Nationball (popularized in coastal Los Angeles and in past years played in schoolyards and the LA County Junior Lifeguards program) is a variation played with one ball and with one player from each team starting in the "prison" serving as the goalie. Only that player is allowed to return to the main court as they start the game with an extra life in exchange for initially serving as the goalie. Once other players are hit with a ball, they can continue to play the game but must remain behind the court in the "prison" area. A thrown ball must hit another player and then hit the ground to count as an "out." Once the ball hits the ground it is dead. If a ball is caught, the thrower is out and must go to the opposite end of the court to their respective "prison" area. Headshots do not count, unless the hit player ducks first and then is hit in the head (thus ducking "into" the headshot). Other variations of nationball include playing with multiple balls, or allowing all "jailed" players to return to the main court if there's only one player left and they withstand 30 throws without being hit.

Another usually standard rule is that "caught" balls are equally considered such (for the purposes of getting taken out or put back in) whether they are thrown by active team member or prisoners.

Nationball has been popular in continental Europe since at least the early eighteen-hundreds.

Also known as jail ball or jailbreak or prison ball follows the same rules as normal dodgeball, except that it incorporates the goal boxes on either end of the court; they are referred to as "jails." When a player gets out, he goes to "jail." In order for a player to get out of jail they must use a ball to get a player on the opposing team out. At this point the player is released from jail to play once more, and the other player goes to jail. This version dates back to 1966, and is also sometimes known as prisoner dodgeball.

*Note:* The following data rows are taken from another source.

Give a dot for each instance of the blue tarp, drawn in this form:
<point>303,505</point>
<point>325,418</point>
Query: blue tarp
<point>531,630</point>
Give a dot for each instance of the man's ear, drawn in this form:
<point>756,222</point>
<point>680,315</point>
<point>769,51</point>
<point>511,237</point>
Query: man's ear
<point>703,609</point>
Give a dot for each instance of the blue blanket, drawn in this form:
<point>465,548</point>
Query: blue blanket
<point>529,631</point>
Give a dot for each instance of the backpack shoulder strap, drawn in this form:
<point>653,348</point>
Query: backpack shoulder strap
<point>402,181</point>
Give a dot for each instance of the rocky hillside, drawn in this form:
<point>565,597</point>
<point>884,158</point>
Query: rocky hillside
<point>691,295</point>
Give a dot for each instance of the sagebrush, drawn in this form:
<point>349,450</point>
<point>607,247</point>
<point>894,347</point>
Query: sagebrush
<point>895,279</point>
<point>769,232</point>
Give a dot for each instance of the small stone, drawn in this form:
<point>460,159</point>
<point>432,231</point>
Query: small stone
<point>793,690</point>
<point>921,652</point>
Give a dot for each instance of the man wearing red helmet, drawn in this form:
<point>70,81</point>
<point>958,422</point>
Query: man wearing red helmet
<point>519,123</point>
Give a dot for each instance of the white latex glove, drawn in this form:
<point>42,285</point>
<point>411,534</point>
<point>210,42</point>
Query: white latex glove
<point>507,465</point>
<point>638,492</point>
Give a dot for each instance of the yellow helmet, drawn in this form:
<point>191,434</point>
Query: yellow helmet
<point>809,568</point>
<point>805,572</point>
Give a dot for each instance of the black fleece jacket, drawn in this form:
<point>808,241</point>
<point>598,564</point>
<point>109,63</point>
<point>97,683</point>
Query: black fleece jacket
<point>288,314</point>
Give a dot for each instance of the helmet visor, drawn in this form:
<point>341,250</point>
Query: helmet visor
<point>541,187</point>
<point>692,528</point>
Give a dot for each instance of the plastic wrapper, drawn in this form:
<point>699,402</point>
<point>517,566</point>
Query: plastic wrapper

Also played with being released from jail by catching a ball thrown from your own team from across the court, they would then get free passage to the other side, this version is without the ability to hit the other team while in jail.

Another variation has a prisoner released from prison when they receive a ball in prison and then proceed to hit an opposing player, also putting the opposing player in prison.

A further variation in Britain for scouts and physical education classes, is benchball. Those in prison stand on a bench behind the opposition, making it slightly easier to get out of jail.

This is not the real version of benchball, which more closely resembles netball.